38th Governor of Tranquebar
- In office 1823–1825
- Monarch: Frederick VII
- Preceded by: Jens Kofoed
- Succeeded by: Hans de Brinck-Seidelin

Personal details
- Born: 22 June 1775 Sokkelund, Copenhagen, Denmark
- Died: 21 April 1858 (aged 82) Sokkelund, Copenhagen, Denmark
- Spouse: Christiane Clausine Hansen
- Children: Vilhelmine Henriette Schønheyder Antonia Augusta Schønheyder Gottlieb Peter Schønheyder Christian Vilhelm Schønheyder
- Parent(s): Johan Christian Schønheyder Christiane Clausine Hansen

Military service
- Allegiance: Denmark-Norway 1793–1814 Denmark 1814–1846
- Rank: Admiral
- Battles/wars: Gunboat War

= Ulrich Anton Schønheyder =

Danish naval officer and colonial administrator

Admiral Ulrich Anton Schønheyder (22 June 1775 – 21 April 1858) was a Danish naval officer and colonial administrator.

==Early life==
Schønheyder was born on 22 June 1775 in Copenhagen. His father was pastor of Trinitatis Church and later bishop in Norway Johan Christian Schønheyder. His mother was Charlotte Reinholdine von Jessen (1750–1784). He had five brothers and two sisters. His father was after the mother's death married to Joachime Catharine Benzon (1757-1836).

==Career==
Schønheyder became a junior lieutenant in 1793, a senior lieutenant in 1798, captain lieutenant in 1808, captain in 1812, commander captain in 1817 and commodore in 1824, counter admiral in 1834. After his retirement from active service in 1846, he was awarded the rank of vice admiral in 1848 and full admiral in 1851.

In 1802–7, Schønheyder served in the naval surveying. In 1808–11, he headed a flotilla of gunboats and similar vessels at Funen. He captured a number of British ships. In 1808, after having been sent to Holstein to transfer French soldiers, he captured the British brig Tigress. In September, he captured a British gunboat in the Great Belt. In 1809. he also captured a group of British sailors on Rømø and drove off the frigate HMS Penelope.

In 1811–12, Schønheyder briefly served as commandant of Christiansø. Shortly thereafter, he was transferred to the naval defense of Norway, took command of the brig Allart, and harried enemy frigates and convoys . At the end of the war he was awarded a sum of 11,000 rigsdaler in prize money.

In 1815–18, as commander of the brig Bornholm, he was initially sent to the Mediterranean where he concluded a peace treaty with Tripoli. He then continued to the Danish West Indies where he strengthened the defence of the islands through the acquisition of the schooners Macaria and St. Thomas.

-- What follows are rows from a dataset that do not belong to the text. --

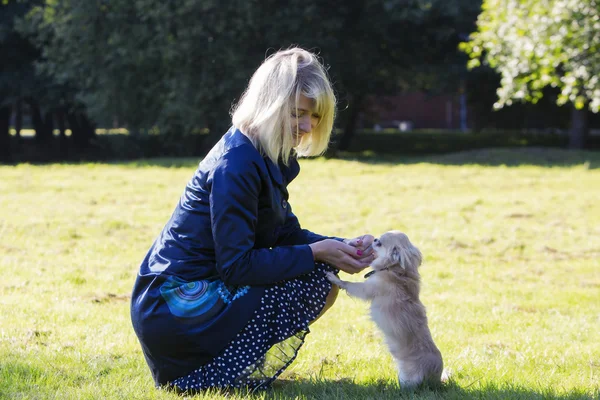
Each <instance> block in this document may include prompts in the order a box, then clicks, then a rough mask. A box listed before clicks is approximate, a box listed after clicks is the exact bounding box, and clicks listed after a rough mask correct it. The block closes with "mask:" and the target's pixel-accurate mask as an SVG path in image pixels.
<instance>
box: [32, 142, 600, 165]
mask: <svg viewBox="0 0 600 400" xmlns="http://www.w3.org/2000/svg"><path fill="white" fill-rule="evenodd" d="M327 158H328V159H332V160H346V161H355V162H360V163H365V164H371V165H412V164H421V163H425V164H434V165H449V166H461V165H481V166H490V167H496V166H506V167H520V166H529V165H530V166H539V167H548V168H552V167H572V166H583V167H585V168H586V169H598V168H600V151H579V150H566V149H559V148H553V147H514V148H512V147H511V148H483V149H476V150H466V151H459V152H454V153H444V154H419V155H415V154H400V153H399V154H389V153H386V154H384V153H376V152H373V151H362V152H341V153H338V154H335V155H329V156H327ZM201 160H202V156H198V157H157V158H146V159H132V160H104V161H102V160H96V161H93V160H92V161H85V160H82V161H62V162H60V161H59V162H36V163H33V164H37V165H45V164H53V163H57V164H61V165H82V164H87V163H94V164H104V165H119V166H125V167H129V168H146V167H162V168H186V169H190V170H194V169H196V167H197V166H198V164H199V162H200V161H201Z"/></svg>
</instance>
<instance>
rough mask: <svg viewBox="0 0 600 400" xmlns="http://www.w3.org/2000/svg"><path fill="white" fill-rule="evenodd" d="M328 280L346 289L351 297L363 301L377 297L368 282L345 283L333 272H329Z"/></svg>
mask: <svg viewBox="0 0 600 400" xmlns="http://www.w3.org/2000/svg"><path fill="white" fill-rule="evenodd" d="M327 279H329V281H331V283H333V284H335V285H338V286H339V287H340V288H342V289H344V290H345V291H346V293H348V295H349V296H351V297H357V298H359V299H363V300H372V299H373V298H374V297H375V291H374V290H373V288H372V287H371V285H369V284H368V282H347V281H343V280H341V279H340V278H338V277H337V276H335V275H334V274H333V273H331V272H327Z"/></svg>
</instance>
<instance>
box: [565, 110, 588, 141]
mask: <svg viewBox="0 0 600 400" xmlns="http://www.w3.org/2000/svg"><path fill="white" fill-rule="evenodd" d="M589 132H590V128H589V123H588V109H587V105H586V106H585V107H584V108H582V109H581V110H578V109H576V108H575V107H574V106H573V109H572V110H571V127H570V128H569V148H570V149H580V150H581V149H585V147H586V144H587V138H588V136H589Z"/></svg>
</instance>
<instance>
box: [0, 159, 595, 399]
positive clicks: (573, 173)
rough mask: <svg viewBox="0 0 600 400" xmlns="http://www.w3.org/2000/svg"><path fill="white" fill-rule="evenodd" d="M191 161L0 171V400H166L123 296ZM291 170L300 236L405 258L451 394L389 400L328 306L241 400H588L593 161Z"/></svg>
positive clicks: (412, 159) (236, 397) (126, 302)
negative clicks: (384, 247)
mask: <svg viewBox="0 0 600 400" xmlns="http://www.w3.org/2000/svg"><path fill="white" fill-rule="evenodd" d="M196 163H197V160H191V159H184V160H181V159H177V160H165V159H161V160H147V161H144V162H127V163H114V164H56V165H17V166H0V271H1V272H2V279H1V280H0V398H2V399H5V398H6V399H54V398H56V399H180V398H181V396H179V395H176V394H173V393H169V392H165V391H161V390H157V389H155V388H154V386H153V382H152V380H151V376H150V373H149V370H148V369H147V366H146V364H145V362H144V359H143V356H142V353H141V350H140V347H139V344H138V342H137V339H136V337H135V335H134V333H133V330H132V328H131V323H130V320H129V294H130V290H131V287H132V285H133V282H134V279H135V275H136V272H137V268H138V265H139V262H140V261H141V259H142V258H143V256H144V255H145V253H146V251H147V250H148V248H149V246H150V245H151V243H152V241H153V240H154V238H155V237H156V235H157V234H158V233H159V231H160V229H161V228H162V226H163V224H164V223H165V222H166V221H167V219H168V218H169V216H170V214H171V212H172V210H173V207H174V206H175V204H176V202H177V201H178V198H179V195H180V194H181V192H182V190H183V187H184V185H185V184H186V182H187V180H188V179H189V178H190V177H191V175H192V174H193V171H194V169H195V165H196ZM302 168H303V171H302V173H301V174H300V176H299V177H298V178H297V179H296V180H295V181H294V182H293V183H292V184H291V186H290V193H291V198H290V200H291V204H292V205H293V206H294V211H295V212H296V214H297V215H298V216H299V218H300V221H301V222H302V224H303V226H304V227H306V228H309V229H311V230H313V231H316V232H319V233H323V234H330V235H337V236H346V237H350V236H355V235H358V234H362V233H365V232H371V233H373V234H375V235H379V234H381V233H383V232H385V231H387V230H390V229H400V230H403V231H405V232H406V233H407V234H408V235H409V237H410V238H411V240H412V241H413V243H414V244H416V245H417V246H418V247H419V248H420V249H421V251H422V252H423V255H424V265H423V266H422V269H421V274H422V277H423V289H422V300H423V302H424V303H425V305H426V307H427V310H428V316H429V324H430V328H431V330H432V334H433V337H434V339H435V341H436V343H437V345H438V347H439V348H440V350H441V352H442V354H443V356H444V361H445V365H446V367H447V368H448V369H449V370H450V371H451V373H452V381H451V383H450V384H449V385H448V386H447V387H445V388H444V389H443V390H441V391H438V392H433V391H429V390H422V391H419V392H416V393H414V394H402V392H400V391H399V389H398V386H397V383H396V377H395V370H394V366H393V363H392V360H391V358H390V356H389V355H388V353H387V351H386V349H385V347H384V345H383V343H382V338H381V335H380V334H379V332H378V330H377V329H376V327H375V326H374V325H373V323H372V322H371V321H370V320H369V317H368V315H367V305H366V304H364V303H362V302H359V301H357V300H352V299H350V298H348V296H346V295H345V294H341V295H340V297H339V300H338V303H336V305H335V306H334V307H333V308H332V309H331V310H330V312H328V313H327V314H326V315H325V316H324V317H323V318H321V319H320V320H319V321H318V322H317V323H315V324H314V325H313V326H312V327H311V330H312V333H311V334H310V335H309V336H308V339H307V342H306V343H305V345H304V347H303V348H302V351H301V352H300V354H299V356H298V358H297V359H296V361H295V362H294V363H293V364H292V366H291V367H290V368H289V369H288V370H287V371H286V372H285V373H284V374H283V375H282V377H281V379H280V380H279V381H278V382H277V383H276V385H275V387H274V389H273V390H270V391H268V392H266V393H264V392H263V393H259V394H254V395H252V396H251V398H260V399H262V398H265V399H296V398H300V399H302V398H306V399H397V398H414V399H464V398H477V399H507V398H510V399H513V398H519V399H546V398H553V399H554V398H557V399H590V398H599V397H600V389H599V387H600V153H598V152H596V153H586V152H574V153H573V152H566V151H560V150H552V151H550V150H548V151H545V150H535V149H530V150H519V151H510V150H489V151H475V152H468V153H463V154H450V155H443V156H435V157H421V158H418V159H414V158H385V159H380V158H377V157H372V156H371V157H368V156H366V157H362V158H358V159H350V158H347V159H341V160H340V159H338V160H325V159H315V160H303V161H302ZM346 278H348V276H346ZM349 279H350V280H353V279H355V280H360V279H362V274H361V276H352V277H349ZM243 397H245V393H243V392H239V393H230V394H227V395H223V394H218V393H205V394H203V395H199V396H197V398H229V399H231V398H234V399H235V398H243Z"/></svg>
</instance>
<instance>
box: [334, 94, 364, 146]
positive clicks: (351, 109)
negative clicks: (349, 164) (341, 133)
mask: <svg viewBox="0 0 600 400" xmlns="http://www.w3.org/2000/svg"><path fill="white" fill-rule="evenodd" d="M364 98H365V96H364V95H363V94H362V93H360V94H358V95H356V96H352V97H351V98H350V104H349V105H348V111H347V114H346V119H345V121H344V130H343V132H342V135H341V136H340V139H339V141H338V144H337V146H336V149H337V150H341V151H344V150H348V148H350V143H351V142H352V139H353V138H354V135H355V134H356V121H357V120H358V116H359V114H360V112H361V110H362V107H363V101H364Z"/></svg>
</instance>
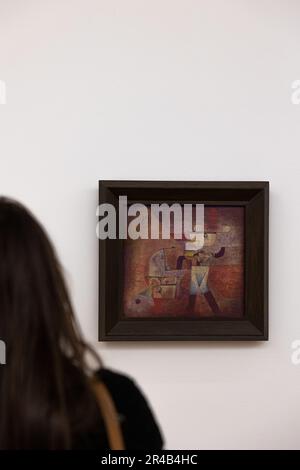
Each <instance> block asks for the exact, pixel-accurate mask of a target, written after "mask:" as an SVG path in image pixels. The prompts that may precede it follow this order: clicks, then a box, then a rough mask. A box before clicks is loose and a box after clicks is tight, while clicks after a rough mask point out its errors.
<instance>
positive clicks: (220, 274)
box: [123, 206, 244, 318]
mask: <svg viewBox="0 0 300 470" xmlns="http://www.w3.org/2000/svg"><path fill="white" fill-rule="evenodd" d="M225 225H226V226H229V227H230V231H229V232H228V233H223V232H222V229H223V227H224V226H225ZM205 230H206V231H207V232H210V231H217V232H218V234H217V239H216V243H215V245H214V246H213V247H212V248H211V249H212V251H213V252H218V251H219V249H220V248H221V247H223V246H224V247H225V254H224V256H222V257H221V258H213V259H212V261H211V264H210V268H209V275H208V287H209V289H210V291H211V292H212V293H213V295H214V297H215V300H216V301H217V304H218V306H219V308H220V310H221V315H222V316H224V317H231V318H239V317H241V316H242V315H243V303H244V209H243V208H242V207H221V206H220V207H205ZM163 248H164V249H167V250H166V252H165V258H166V263H167V264H168V267H169V270H167V271H166V273H167V274H169V273H170V272H171V274H172V272H175V270H176V261H177V259H178V257H179V256H182V255H183V254H184V248H185V242H184V241H183V240H174V239H170V240H151V239H148V240H130V239H128V240H126V242H125V252H124V292H123V308H124V315H125V316H126V317H144V318H147V317H148V318H149V317H152V318H153V317H157V318H160V317H193V318H199V317H211V316H213V315H214V314H213V312H212V310H211V308H210V307H209V305H208V303H207V301H206V299H205V297H204V295H203V294H201V293H198V294H197V297H196V303H195V307H194V311H190V310H189V308H188V303H189V295H190V281H191V261H190V259H187V260H185V261H184V263H183V266H182V267H183V269H182V270H181V271H180V276H181V281H180V285H179V287H177V288H176V295H175V297H174V298H159V297H164V296H165V295H166V296H170V295H171V294H172V292H174V291H175V287H173V288H172V287H169V286H165V285H164V286H163V288H162V293H159V292H158V290H159V289H158V290H157V288H155V287H154V288H153V286H152V287H151V282H152V283H156V282H157V279H154V280H153V279H152V280H151V279H149V262H150V259H151V256H152V255H153V254H154V253H155V252H157V251H158V250H161V249H163ZM170 270H171V271H170ZM166 279H168V280H169V281H170V279H171V280H172V276H171V277H166ZM166 279H164V282H165V281H166ZM169 281H166V282H169ZM160 282H161V279H160Z"/></svg>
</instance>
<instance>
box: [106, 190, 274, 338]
mask: <svg viewBox="0 0 300 470" xmlns="http://www.w3.org/2000/svg"><path fill="white" fill-rule="evenodd" d="M124 195H126V196H127V198H128V204H131V203H134V202H142V203H144V204H149V203H154V202H156V203H158V202H168V203H174V202H181V203H185V202H194V203H196V202H197V203H201V204H205V205H220V206H222V205H224V206H231V205H232V206H236V205H238V206H243V207H244V209H245V227H244V234H245V251H244V262H245V273H244V287H245V292H244V316H243V318H239V319H235V318H234V319H223V318H211V319H185V318H178V319H177V318H175V319H174V318H168V319H165V318H163V319H159V318H155V319H152V318H124V316H123V315H122V292H123V290H122V289H123V255H122V253H123V242H124V240H120V239H109V238H107V239H105V240H99V340H100V341H200V340H205V341H207V340H209V341H215V340H226V341H232V340H237V341H244V340H247V341H249V340H252V341H257V340H268V236H269V183H268V182H253V181H251V182H187V181H180V182H179V181H99V204H103V203H110V204H113V205H114V206H115V207H117V206H118V198H119V196H124Z"/></svg>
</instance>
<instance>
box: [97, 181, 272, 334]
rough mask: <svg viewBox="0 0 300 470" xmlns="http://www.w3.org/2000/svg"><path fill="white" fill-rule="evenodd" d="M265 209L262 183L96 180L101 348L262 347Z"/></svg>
mask: <svg viewBox="0 0 300 470" xmlns="http://www.w3.org/2000/svg"><path fill="white" fill-rule="evenodd" d="M268 209H269V184H268V182H187V181H182V182H178V181H100V182H99V206H98V209H97V210H98V212H97V214H98V217H99V219H98V225H97V235H98V238H99V340H100V341H157V340H160V341H172V340H173V341H199V340H239V341H242V340H254V341H256V340H267V339H268Z"/></svg>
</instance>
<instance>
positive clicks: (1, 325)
mask: <svg viewBox="0 0 300 470" xmlns="http://www.w3.org/2000/svg"><path fill="white" fill-rule="evenodd" d="M0 339H1V340H3V341H5V343H6V365H5V366H1V372H0V417H1V418H0V448H1V449H108V448H109V447H112V439H113V434H114V432H115V433H117V432H118V433H119V435H118V438H119V442H120V440H122V439H123V442H124V446H125V448H127V449H151V448H152V449H155V448H161V447H162V437H161V434H160V431H159V429H158V426H157V424H156V422H155V419H154V417H153V415H152V413H151V411H150V408H149V407H148V404H147V402H146V400H145V398H144V397H143V395H142V394H141V392H140V391H139V389H138V388H137V387H136V385H135V384H134V382H133V381H132V380H130V379H129V378H127V377H125V376H123V375H120V374H117V373H115V372H113V371H110V370H107V369H105V368H103V367H101V364H100V360H99V358H98V357H97V355H96V354H95V352H94V351H93V350H91V348H90V347H89V346H88V345H87V344H86V343H85V342H84V340H83V338H82V337H81V335H80V332H79V329H78V326H77V324H76V321H75V317H74V312H73V308H72V305H71V302H70V298H69V294H68V292H67V289H66V285H65V282H64V279H63V276H62V272H61V267H60V265H59V262H58V260H57V257H56V254H55V252H54V249H53V247H52V245H51V243H50V241H49V239H48V237H47V235H46V233H45V231H44V230H43V228H42V227H41V225H40V224H39V223H38V222H37V221H36V220H35V218H34V217H33V216H32V215H31V214H30V213H29V212H28V211H27V210H26V209H25V208H24V207H23V206H22V205H21V204H18V203H16V202H14V201H11V200H8V199H6V198H0ZM88 353H90V354H92V355H93V356H94V357H96V359H97V361H98V364H99V370H98V371H97V372H96V373H94V372H93V371H92V370H91V369H90V368H89V367H88V365H87V363H86V355H87V354H88ZM114 408H115V409H116V410H117V413H118V417H119V421H120V423H121V424H120V425H118V423H112V422H109V420H110V419H111V418H110V417H111V416H112V414H111V413H113V411H114V410H113V409H114ZM100 410H101V411H100ZM120 428H121V433H120ZM122 447H123V443H122V442H121V443H119V448H122Z"/></svg>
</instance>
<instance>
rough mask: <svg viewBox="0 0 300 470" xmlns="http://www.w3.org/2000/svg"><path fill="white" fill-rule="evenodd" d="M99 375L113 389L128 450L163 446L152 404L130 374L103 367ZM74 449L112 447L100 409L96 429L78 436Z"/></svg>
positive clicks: (116, 404)
mask: <svg viewBox="0 0 300 470" xmlns="http://www.w3.org/2000/svg"><path fill="white" fill-rule="evenodd" d="M96 377H97V378H98V379H99V380H101V381H102V382H103V383H104V384H105V385H106V387H107V389H108V390H109V392H110V395H111V397H112V399H113V401H114V404H115V407H116V409H117V412H118V414H119V419H120V424H121V428H122V432H123V438H124V441H125V447H126V449H127V450H128V449H129V450H133V449H134V450H149V449H162V447H163V437H162V435H161V432H160V429H159V427H158V424H157V422H156V420H155V418H154V416H153V413H152V411H151V409H150V407H149V404H148V402H147V400H146V398H145V397H144V395H143V394H142V392H141V390H140V389H139V388H138V386H137V385H136V383H135V382H134V381H133V380H132V379H130V378H129V377H127V376H125V375H122V374H119V373H116V372H113V371H112V370H109V369H103V368H102V369H100V370H99V371H97V373H96ZM73 448H74V449H90V450H92V449H94V450H105V449H109V443H108V439H107V435H106V432H105V427H104V426H103V421H102V418H101V415H100V412H99V417H97V419H96V425H95V429H92V430H91V431H90V432H88V433H85V435H81V436H76V437H75V439H74V446H73Z"/></svg>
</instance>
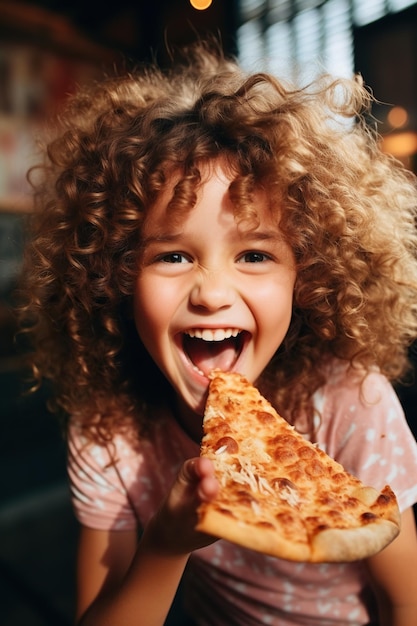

Back in Copenhagen, on 17 October 1822, he was appointed as interim governor of Tranquebar. He departed from Copenhagen on 7 November on board the Nymphen and arrived in Tranquebar on 6 June 1923. He was dismissed on 8 May 1924. In October, he was in Calcutta. He left the post as governor on 7 March 1825. He returned to Copenhagen on 23 March by way of Madras and England.

In 1829, he was appointed as 3rd Member (3. Deputeret og 1834 2. Deputeret) in the admiralty college. He was the same year appointed as commander of the ship of the line Dronning Marie. In 1833, he was appointed as director of the Royal Danish Naval Hospital in Copenhagen. He remained in both positions until the end of his active service in 1846.

==Personal life==
Schønheyder was married on 10 April 1814 to Christiane Clausine
Hansen (1792-1859). She was the daughter of bishop Peder
Hansen (1746-1810) and Abeline Marie Marie Clausen (1752-1796). They were parents of two daughters and two sons. The younger of the two sons Christian Wilhelm Schønheyder (1820-1877) joined the navy where he reached the rank of commodore. The younger of the two daughters Antonia Augusta Schønheyder (1816-1885) married the naval officer Oluf Vilhelm Wilhelm de Fine Skibsted (1714-1781).

Schønheyder and his wife resided at Kronprinsessegade 40 in Copenhagen at the 1840 census. Schønheyder's elder brother, Johan Franciscus Gottlieb Schønheyder (1773-1850), director of Rentekammeret, lived a few houses down the street at Kronprinsessegade 28.

Schønheyder died on 21 April 1858.

==Awards==
On 11 June 1824, Schønheyder was created a Commander of the Order of the Dannebrog. He was awarded its Grand Cross in 1841.